Computation and Cognition
WTI Symposium
Friday, March 7, 2025
9:00 am - 12:00 pm
100 College Street
Floor 11, Workshop 1116
The Wu Tsai Institute will host a symposium featuring faculty job candidates at 100 College Street in the 11th floor Workshop (room 1116) on Friday, March 7, 2025. All members of the Yale community are invited to attend a morning of cutting-edge science hosted by John Lafferty, Director of WTI’s Center for Neurocomputation and Machine Intelligence.
View the symposium agenda, abstracts, and speakers listed below. For any questions, please contact wti@yale.edu.
Agenda + Abstracts
John Lafferty will welcome attendees and open the conference.
Zhang will discuss the ability of time-series foundation models to zero-shot forecast dynamic systems. The findings reveal that LLMs utilize context parroting as a key mechanism. Exploring zero-shot forecasting strategies beyond parroting can provide insights into how artificial and natural intelligence learn from limited data.
Neural networks optimized with generic learning objectives acquire representations that support remarkable behavioral flexibility.

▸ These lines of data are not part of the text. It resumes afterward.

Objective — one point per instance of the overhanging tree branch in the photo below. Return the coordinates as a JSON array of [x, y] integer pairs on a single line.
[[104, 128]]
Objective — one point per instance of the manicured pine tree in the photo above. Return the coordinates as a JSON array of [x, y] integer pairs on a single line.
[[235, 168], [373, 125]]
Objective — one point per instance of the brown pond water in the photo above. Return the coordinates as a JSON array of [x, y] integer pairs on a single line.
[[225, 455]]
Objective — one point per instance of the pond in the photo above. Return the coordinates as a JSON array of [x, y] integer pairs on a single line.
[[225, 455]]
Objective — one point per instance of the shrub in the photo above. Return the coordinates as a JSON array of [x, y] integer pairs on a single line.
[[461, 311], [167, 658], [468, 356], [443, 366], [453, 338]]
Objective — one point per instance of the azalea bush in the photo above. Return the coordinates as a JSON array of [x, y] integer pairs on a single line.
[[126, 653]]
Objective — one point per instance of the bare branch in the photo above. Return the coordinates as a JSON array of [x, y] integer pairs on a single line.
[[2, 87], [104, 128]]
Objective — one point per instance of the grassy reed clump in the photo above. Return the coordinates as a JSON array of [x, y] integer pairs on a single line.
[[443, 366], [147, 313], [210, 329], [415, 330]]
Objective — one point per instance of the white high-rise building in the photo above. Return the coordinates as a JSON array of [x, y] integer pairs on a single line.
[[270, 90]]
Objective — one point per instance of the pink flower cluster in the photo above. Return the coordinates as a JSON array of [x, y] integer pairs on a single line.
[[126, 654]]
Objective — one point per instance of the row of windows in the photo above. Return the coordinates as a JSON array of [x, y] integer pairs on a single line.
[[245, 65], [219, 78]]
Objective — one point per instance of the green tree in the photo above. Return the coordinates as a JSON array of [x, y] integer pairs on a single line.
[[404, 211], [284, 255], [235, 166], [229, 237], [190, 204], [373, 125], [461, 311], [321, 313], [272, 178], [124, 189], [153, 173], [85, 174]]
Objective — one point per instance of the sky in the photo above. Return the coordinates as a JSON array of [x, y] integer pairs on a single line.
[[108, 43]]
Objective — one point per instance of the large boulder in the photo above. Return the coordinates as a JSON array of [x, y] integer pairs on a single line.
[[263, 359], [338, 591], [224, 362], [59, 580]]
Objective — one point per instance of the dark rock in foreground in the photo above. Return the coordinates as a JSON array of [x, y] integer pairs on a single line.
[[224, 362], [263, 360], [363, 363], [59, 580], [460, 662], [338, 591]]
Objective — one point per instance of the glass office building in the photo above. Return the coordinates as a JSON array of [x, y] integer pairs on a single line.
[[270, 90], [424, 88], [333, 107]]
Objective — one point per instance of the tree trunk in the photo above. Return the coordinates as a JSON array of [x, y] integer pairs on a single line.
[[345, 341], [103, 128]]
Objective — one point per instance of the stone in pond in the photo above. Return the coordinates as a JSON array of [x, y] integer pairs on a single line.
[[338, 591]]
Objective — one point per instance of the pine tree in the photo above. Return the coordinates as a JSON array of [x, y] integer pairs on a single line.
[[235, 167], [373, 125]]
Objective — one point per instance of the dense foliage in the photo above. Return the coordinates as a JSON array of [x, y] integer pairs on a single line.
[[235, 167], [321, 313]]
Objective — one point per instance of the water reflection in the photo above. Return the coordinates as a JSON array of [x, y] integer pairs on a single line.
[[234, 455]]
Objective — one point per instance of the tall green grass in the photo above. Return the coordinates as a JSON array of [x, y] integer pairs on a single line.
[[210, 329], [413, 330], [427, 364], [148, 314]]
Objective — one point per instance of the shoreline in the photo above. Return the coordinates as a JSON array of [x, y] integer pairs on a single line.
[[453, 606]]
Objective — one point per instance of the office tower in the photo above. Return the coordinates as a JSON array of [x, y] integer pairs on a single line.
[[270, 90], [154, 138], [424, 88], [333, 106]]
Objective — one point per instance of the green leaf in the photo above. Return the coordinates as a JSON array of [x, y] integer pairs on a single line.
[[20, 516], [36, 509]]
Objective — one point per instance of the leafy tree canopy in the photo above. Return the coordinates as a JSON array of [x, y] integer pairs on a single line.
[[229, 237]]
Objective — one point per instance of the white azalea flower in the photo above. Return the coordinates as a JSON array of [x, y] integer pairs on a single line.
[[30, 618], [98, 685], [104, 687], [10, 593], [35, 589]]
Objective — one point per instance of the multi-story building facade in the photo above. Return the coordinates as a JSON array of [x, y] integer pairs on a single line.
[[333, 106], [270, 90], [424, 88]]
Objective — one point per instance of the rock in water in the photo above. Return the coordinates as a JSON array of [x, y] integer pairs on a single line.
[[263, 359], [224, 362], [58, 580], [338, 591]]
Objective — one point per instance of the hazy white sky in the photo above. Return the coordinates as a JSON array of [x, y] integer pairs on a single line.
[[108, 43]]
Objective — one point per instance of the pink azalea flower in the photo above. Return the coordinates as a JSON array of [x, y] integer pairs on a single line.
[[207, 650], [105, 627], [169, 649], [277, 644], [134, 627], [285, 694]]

Grant will illustrate how interpreting and analyzing neural networks lays the groundwork for a productive account of how cognitive capacities arise in neural systems.
Light refreshments and coffee will be available in the lounge.
For a learning algorithm to generalize to unseen data, it must choose one of many possible ways to extrapolate beyond existing data, a property known as the inductive bias of the learner. Bordelon examines how neural representation geometry, learning rule, and architecture influence the inductive bias of neural circuits in solvable mathematical models. The findings can be used to guide scaling and design principles for deep learning systems.